I believe it is highly doubtful that the vet drawing blood that day had anything to do with what happened.
1. If he was using a vacutainer tube, there is no way he could have injected air into a vein or artery. The vacutainers are set up as a vacuum (hence the name) and therefore only draw the blood out. It would have required a syringe with air in it for him to push air into a blood vessel.
2. The large amount of time between the blood draw and his tragic death. Even if there had been an embolus injected....it would have caused a problem very rapidly....within minutes.

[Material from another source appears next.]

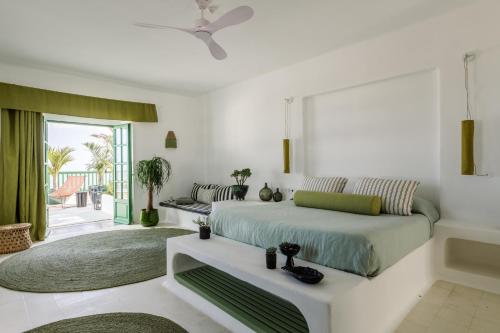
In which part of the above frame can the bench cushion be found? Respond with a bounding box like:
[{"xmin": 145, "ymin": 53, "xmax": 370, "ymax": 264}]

Without a necropsy it is impossible to tell exactly what happened to your horse, here are some ideas based on my years of experience in practice...
1. A sudden and severe colic....yes these can happen. I have seen horses go from normal, to incredibly painful and distressed to dying within minutes if a part of their bowel becomes severely entrapped or obstructed and then ruptures. Kind of like a dog with a severe gastric bloat and volvulus.....Usually it takes much longer but their are severe cases with a rapid progression
2. A chordea tendinae rupture in the heart. Horses dont have heart attacks in the way people do......but older horses (especially if they have a known heart murmur) can have a weakened valve and sometimes suddenly, one of the pieces of tissue that anchors a valve will break causing a complete disruption of normal blood flow in the heart. This can kill them very quickly.
I am very sorry once again for the tragedy you endured with your horse. I hope this gives you some insight. Take care.